National Economic and Development Authority (NEDA) Director General Arsenio Balisacan made the remarks when asked during a Palace press briefing on the administration’s thrust to achieve its gross domestic product (GDP) target for 2023.
The government reported that underspending resulted in slower growth and also announced fast-tracking state projects to boost spending.
“I think (we are making) progress in slowing down of inflation. Inflation has always been a major concern because when inflation, high inflation, persists, that discourages or depresses domestic demand,” Balisacan said.
“As we have seen, we have made significant progress since January of this year in slowing down inflation and we would want to continue moving in that direction. And we do that, if we succeed in that, that will be a big boost to our domestic demand and to our growth.”
At the same time, the administration has been watching agencies and putting pressure on them to make sure that they are progressing particularly those that impact on ease of doing business, he said.
“Remember that our goal… that what we need, first and foremost, is massive investment to improve the quality of jobs. Because, as an economist looking at the problem, it’s not so much already anymore the jobs per se that are the problems, but the quality of the jobs that are there.”
“And, of course, we need nothing less than investment not just in the public sector but, even more importantly, in the private sector that makes that improvement and the quality of jobs possible.”
Asked about the downside risks of attaining that target, Balisacan pointed to inflation as a major risk especially with the oil prices peaking up again, as well as rice prices which have been rising.
The administration, he said, is positioning to ensure further slowdown in inflation amid these developments and also see to it that is in good command of its policy tools.

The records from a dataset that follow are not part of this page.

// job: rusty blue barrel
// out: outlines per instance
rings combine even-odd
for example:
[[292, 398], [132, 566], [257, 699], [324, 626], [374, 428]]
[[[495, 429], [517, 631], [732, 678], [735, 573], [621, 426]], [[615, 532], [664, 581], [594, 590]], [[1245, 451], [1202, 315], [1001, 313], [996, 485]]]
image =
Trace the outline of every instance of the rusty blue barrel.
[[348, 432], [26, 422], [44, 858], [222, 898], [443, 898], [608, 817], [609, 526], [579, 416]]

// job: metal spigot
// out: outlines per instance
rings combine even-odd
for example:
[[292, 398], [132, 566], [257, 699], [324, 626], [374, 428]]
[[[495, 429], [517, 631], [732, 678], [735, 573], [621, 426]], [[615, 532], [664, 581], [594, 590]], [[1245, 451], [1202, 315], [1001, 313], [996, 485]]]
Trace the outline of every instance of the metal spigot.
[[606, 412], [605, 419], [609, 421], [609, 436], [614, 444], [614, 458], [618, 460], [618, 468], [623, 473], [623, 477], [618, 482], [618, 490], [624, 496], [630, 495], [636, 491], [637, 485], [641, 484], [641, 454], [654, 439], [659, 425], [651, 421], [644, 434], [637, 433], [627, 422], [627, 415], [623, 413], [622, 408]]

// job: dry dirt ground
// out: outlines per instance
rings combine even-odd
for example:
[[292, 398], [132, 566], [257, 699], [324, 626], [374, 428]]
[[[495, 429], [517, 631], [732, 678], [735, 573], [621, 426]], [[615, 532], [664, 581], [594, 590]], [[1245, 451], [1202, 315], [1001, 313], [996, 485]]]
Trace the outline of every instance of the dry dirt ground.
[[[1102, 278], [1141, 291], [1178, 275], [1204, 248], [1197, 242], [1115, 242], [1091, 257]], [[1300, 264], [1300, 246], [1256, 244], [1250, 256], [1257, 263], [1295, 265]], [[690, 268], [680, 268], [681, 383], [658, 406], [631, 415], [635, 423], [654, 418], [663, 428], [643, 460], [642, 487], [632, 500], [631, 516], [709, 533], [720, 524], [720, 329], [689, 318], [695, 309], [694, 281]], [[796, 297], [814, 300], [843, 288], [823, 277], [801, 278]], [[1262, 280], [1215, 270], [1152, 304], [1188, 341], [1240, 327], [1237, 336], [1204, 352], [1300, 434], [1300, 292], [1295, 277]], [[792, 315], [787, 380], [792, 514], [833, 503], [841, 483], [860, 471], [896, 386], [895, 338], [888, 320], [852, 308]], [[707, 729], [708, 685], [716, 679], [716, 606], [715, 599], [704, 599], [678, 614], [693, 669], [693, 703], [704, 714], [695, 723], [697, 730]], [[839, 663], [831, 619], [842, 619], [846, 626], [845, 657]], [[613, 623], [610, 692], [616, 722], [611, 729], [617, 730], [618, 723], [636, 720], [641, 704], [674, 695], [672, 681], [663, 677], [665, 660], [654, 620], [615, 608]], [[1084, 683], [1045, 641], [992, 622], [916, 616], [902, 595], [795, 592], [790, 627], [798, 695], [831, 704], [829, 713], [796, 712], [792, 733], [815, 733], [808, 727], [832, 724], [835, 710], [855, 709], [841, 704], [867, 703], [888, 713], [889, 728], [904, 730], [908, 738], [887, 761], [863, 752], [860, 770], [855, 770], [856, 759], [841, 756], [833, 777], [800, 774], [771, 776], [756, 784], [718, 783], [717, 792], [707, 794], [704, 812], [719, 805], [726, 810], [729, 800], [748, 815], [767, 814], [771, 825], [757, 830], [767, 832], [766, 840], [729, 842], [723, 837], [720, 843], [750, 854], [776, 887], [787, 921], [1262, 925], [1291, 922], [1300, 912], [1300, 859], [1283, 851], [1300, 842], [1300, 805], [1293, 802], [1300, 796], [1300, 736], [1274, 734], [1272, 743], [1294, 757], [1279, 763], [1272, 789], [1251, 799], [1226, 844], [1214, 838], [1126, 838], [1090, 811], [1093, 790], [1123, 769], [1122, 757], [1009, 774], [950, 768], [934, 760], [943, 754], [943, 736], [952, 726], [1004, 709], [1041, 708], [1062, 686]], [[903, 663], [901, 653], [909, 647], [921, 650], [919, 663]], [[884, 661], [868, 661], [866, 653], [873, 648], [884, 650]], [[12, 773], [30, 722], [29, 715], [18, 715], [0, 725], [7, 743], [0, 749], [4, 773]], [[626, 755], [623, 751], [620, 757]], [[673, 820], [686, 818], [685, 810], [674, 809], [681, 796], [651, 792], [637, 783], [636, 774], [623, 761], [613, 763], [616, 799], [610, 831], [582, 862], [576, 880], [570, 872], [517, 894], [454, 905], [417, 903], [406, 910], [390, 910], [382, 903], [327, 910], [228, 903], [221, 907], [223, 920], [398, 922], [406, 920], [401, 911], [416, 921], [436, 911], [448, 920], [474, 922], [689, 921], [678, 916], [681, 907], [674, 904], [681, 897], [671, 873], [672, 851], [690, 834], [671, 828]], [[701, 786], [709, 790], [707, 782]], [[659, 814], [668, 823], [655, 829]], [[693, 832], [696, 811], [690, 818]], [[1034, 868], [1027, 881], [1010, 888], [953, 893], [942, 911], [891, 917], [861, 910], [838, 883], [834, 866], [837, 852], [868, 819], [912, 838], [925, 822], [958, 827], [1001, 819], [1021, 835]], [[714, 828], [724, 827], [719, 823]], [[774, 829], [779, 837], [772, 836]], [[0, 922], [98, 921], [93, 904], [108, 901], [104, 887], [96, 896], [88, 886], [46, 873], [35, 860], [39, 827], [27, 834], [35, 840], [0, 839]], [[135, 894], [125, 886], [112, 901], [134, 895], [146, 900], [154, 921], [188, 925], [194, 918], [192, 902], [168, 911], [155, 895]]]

“For example, looking at enhancing the availability of stocks so that we can prevent untoward increases or upward pressure in prices in the near term,” the NEDA chief said.
He also said that by addressing the issues that the government has identified, it could still achieve, at least, the lower end of the range of 6 to 7 percent growth.
The country needs to grow 6.6 percent in the second half to achieve 6 percent growth for the full year, Balisacan said.